Closed DavidFatDavidF closed 3 years ago
@genivia-inc before I can fix the prose, the schema for original data needs to be fixed. I am afraid that we will have to discuss this first in the May meeting before we will be able to agree a solution. Nevertheless, here is soem guidance what the originalData schema needs to do. originalData is a unit level container for non-translatable strings significant for the original format or its roundtrip. It's a plain wrapper for data lements that have a required NMTOKEN id, so that the original data can be referenced from inline objects such as ph and sc.
Sure. A resolution to this issue can be discussed at the next meeting or anytime here with the TC members.

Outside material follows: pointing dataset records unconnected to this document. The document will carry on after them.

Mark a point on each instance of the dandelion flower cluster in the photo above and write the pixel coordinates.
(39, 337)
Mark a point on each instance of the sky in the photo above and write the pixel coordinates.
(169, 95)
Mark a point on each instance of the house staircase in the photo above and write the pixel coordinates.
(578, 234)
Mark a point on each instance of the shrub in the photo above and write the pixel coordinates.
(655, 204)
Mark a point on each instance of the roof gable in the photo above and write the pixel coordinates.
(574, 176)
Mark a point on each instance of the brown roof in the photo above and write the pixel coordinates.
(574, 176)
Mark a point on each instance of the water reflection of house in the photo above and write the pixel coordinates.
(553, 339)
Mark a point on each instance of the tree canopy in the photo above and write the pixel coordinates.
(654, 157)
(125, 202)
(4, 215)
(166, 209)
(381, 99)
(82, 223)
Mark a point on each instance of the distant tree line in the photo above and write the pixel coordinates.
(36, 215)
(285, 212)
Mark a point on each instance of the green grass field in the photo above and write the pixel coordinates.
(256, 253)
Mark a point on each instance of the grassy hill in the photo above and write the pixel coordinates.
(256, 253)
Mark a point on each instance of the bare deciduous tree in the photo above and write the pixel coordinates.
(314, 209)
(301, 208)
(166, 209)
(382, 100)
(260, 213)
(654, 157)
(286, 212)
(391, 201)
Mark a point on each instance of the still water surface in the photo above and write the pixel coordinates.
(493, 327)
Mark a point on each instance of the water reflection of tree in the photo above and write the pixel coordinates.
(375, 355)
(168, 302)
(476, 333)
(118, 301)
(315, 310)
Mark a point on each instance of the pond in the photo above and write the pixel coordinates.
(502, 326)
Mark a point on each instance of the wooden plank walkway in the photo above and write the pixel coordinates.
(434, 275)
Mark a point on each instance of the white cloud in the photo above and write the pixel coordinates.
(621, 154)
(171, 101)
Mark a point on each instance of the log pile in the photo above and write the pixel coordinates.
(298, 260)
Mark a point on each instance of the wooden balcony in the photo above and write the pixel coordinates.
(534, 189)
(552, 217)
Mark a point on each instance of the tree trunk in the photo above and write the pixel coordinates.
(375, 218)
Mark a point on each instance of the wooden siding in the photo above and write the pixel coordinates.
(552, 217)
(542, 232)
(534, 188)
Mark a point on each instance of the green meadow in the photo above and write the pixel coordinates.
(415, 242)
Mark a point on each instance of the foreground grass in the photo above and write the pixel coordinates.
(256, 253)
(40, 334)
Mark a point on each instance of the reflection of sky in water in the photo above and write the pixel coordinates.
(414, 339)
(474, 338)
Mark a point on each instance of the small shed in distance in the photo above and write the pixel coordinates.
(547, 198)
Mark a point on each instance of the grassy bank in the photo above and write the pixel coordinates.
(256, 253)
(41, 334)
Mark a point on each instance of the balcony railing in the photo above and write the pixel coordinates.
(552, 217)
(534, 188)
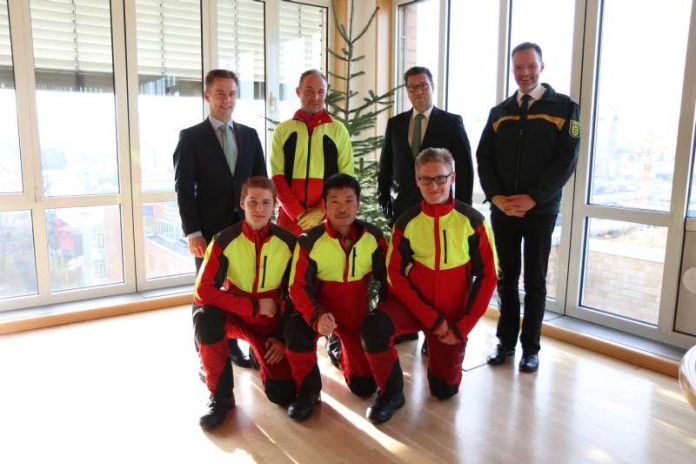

For the record, here is my email from Oct 12 2016 to the xliff-omos list:
1.The UML diagram appears to lack the originalData table that was included earlier and that is also in the XLIFF XML schema. Is this correct? I wonder how this affects XML to/from JSON conversion tools, because the data content has to be translated in addition to the structural content (XML to/from JSON). This means a semantic translation, not just a syntactic translation back/forth JSON and XML. It would be simpler to keep originalData and startRef/dataRef. Just my 2c on this one. [...] Below is an initial JSON schema of JLIFF followed by an example. This assumes originalData is still a table. It is almost complete, except for adjustments related to the above, possible improvements, and perhaps rules such as oneOf/anyOf etc to describe and restrict the "element" content that combines all attributes of ec, em, pc, ph, sc, and sm.
Sorry for spamming you with this large email. The github repo is not yet up as David had indicated. [...]
[...] "originalData": { "type": "array", "items": { "type": "object", "properties": { "id": { "type": "string" }, "data": { "type" : "string" } }, "required": [ "id", "data" ] } }, [...]
An example, similar to the JSON wiki example:
{ "id": "fl", "version": "1.0", "unit": [ { "id": "u1", "originalData": [ { "id": "d1", "data": "[C1/]" }, { "id": "d2", "data": "[C2]" }, { "id": "d3", "data": "[/C2]" } ], "subunit": [ { "segment": true, "state": "translated", "canResegment": false, "source": [ { "id": "c1", "kind": "ph", "dataRef": "d1" }, { "text": "aaa" }, { "id": "c2", "kind": "pc", "startRef": "d2", "dataRef": "d3", "text": "text" } ], "target": [ { "id": "c1", "kind": "ph", "dataRef": "d1" }, { "text": "AAA" }, { "id": "c2", "kind": "pc", "startRef": "d2", "dataRef": "d3", "text": "TEXT" } ] }, { "segment": false, "source": [ { "text": ". " } ] } ] } ] }
This must have been changed to the current key-string table form of object (patternProperties
) by committee consensus and committed to this repo once this repo was set up.
The proposed resolution is the following, please comments:
"originalData": {
"description": "A collection of key-value pairs with NMTOKEN id addressible from inline and string values",
"type": "object",
"patternProperties": { "^[-._:A-Za-z0-9]+$": { "type": "string" } },
"additionalProperties": false
},
dF to implement the agreed solution in prose by June review
The proposed schema change is committed.
Looking at this in the schema
"originalData": {
"description": "A collection of key-value pairs with NMTOKEN id addressible from inline and string values",
"type": "object",
"patternProperties": { "^[-._:A-Za-z0-9]+$": { "type": "string" } },
"additionalProperties": false
I think this is still wrong, IMHO it should be "type": "array"
with the indicated pattern for each of "items"
and "minItems": 1
originalData should be a unit level collection/array of individually addressable original data strings..
the vocabulary object solution was intended, a corresponding originalDataDir
vocabulary object was created to address directionality
@genivia-inc to implement originalDataDir in the schema
The JLIFF 2.0 and 2.1 schemas are updated with the addition of an originalDataDir
object.
Implemented in prose, to be built and committed today..
close with #47